Interior Minister plans major overhaul of German security powers

Interior minister Thomas de Maizière announced on Tuesday his intention to centralize Germany's security apparatus, pulling a wide range of powers in to Berlin.

Interior Minister plans major overhaul of German security powers
Thomas de Maizière. Photo: DPA

In a guest article for the Frankfurter Allgemeine Zeitung, de Maizière said that he intends to bring control over several key security agencies to Berlin.

For historical reasons, including a rejection of the centralizing reforms of the Nazi party, but also due to Germany’s long history of decentralized power, many security competencies still remain at the level of the sixteen Bundesländer (states).

The Interior Minister signalled though his intention to abolish the state intelligence services and hand their powers to the BfV, the federal intelligence service.

The politician from Chancellor Angela Merkel’s conservative Christian Democratic Union party (CDU) also said that he intends to build up the Federal Criminal Police Office (BKA) – Germany’s version of the FBI – and to turn the federal police into “a real federal police force.”

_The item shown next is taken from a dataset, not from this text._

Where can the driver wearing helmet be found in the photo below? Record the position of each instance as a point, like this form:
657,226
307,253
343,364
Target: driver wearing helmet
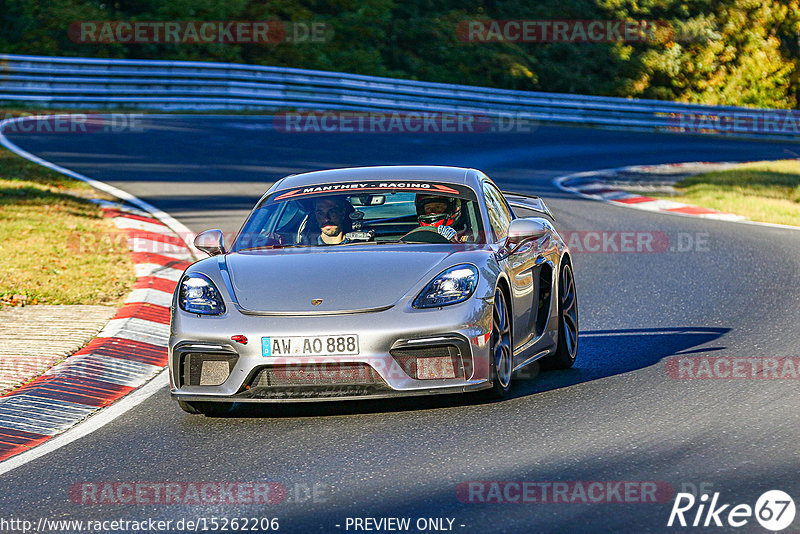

“In order to make our country, and Europe with it, secure against crises, I consider this overhaul to be necessary,” he wrote.

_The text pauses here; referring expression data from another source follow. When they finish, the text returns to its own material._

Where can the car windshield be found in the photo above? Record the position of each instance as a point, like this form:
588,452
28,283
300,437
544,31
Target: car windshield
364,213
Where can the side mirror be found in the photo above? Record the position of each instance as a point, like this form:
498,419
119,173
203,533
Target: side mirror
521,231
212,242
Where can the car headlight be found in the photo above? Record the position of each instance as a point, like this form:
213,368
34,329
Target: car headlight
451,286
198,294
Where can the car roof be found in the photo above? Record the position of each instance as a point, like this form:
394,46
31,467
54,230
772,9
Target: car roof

De Maizière’s declaration appears to be an admission that Germany’s current security structure failed to prevent an attack on a crowded Christmas market in Berlin, which killed 12 people in December.

Since the terror attack, which has been claimed by Isis, it has emerged that the main suspect Anis Amri had been investigated by intelligence services in the state of North Rhine-Westphalia (NRW) on suspicion of planning a terror plot and had been categorized as a security threat.

But when he moved to Berlin in February 2016, a lack of communication between security services in the two states appears to have contributed to him being able to escape the attentions of police.

He wasn't seen for almost two months before he carried out his deadly attack.

NRW has since come in for stinging criticism from politicians who accuse it of having failed to take the risk Amri posed seriously enough.

“We need consistent rules and better control of those categorized as security threats,” the Interior Minister said, adding that security agencies “must be controlled at the federal level.”

He added that searches for fugitives must be conducted by the federal police, which “will work alongside the state police, but will be the central authority for searching for those who are in Germany without permission.”

Currently Germany’s federal police force have limited responsibility, being restricted to guarding the country’s borders and interstate transport routes.

The minister also proposed creating “deportation centres” near major airports run at the federal level.

People who have been told to leave Germany could be housed in these before their deportation, he suggested.

Amri’s attack on the Berlin Christmas market led to a renewed debate about deportation, as he had been told to leave the country in June 2016, but remained free in the months that Germany tried to get official documents about him from his home country of Tunisia.

De Maizière’s proposal has already come in for criticism from the Social Democrats (SPD), junior coalition partners in the CDU-led government.

SPD leader Sigmar Gabriel said that “creating lively and good cities and communities, securing employment, promoting culture and investing in social security and education” are just as important as improving the country’s security architecture.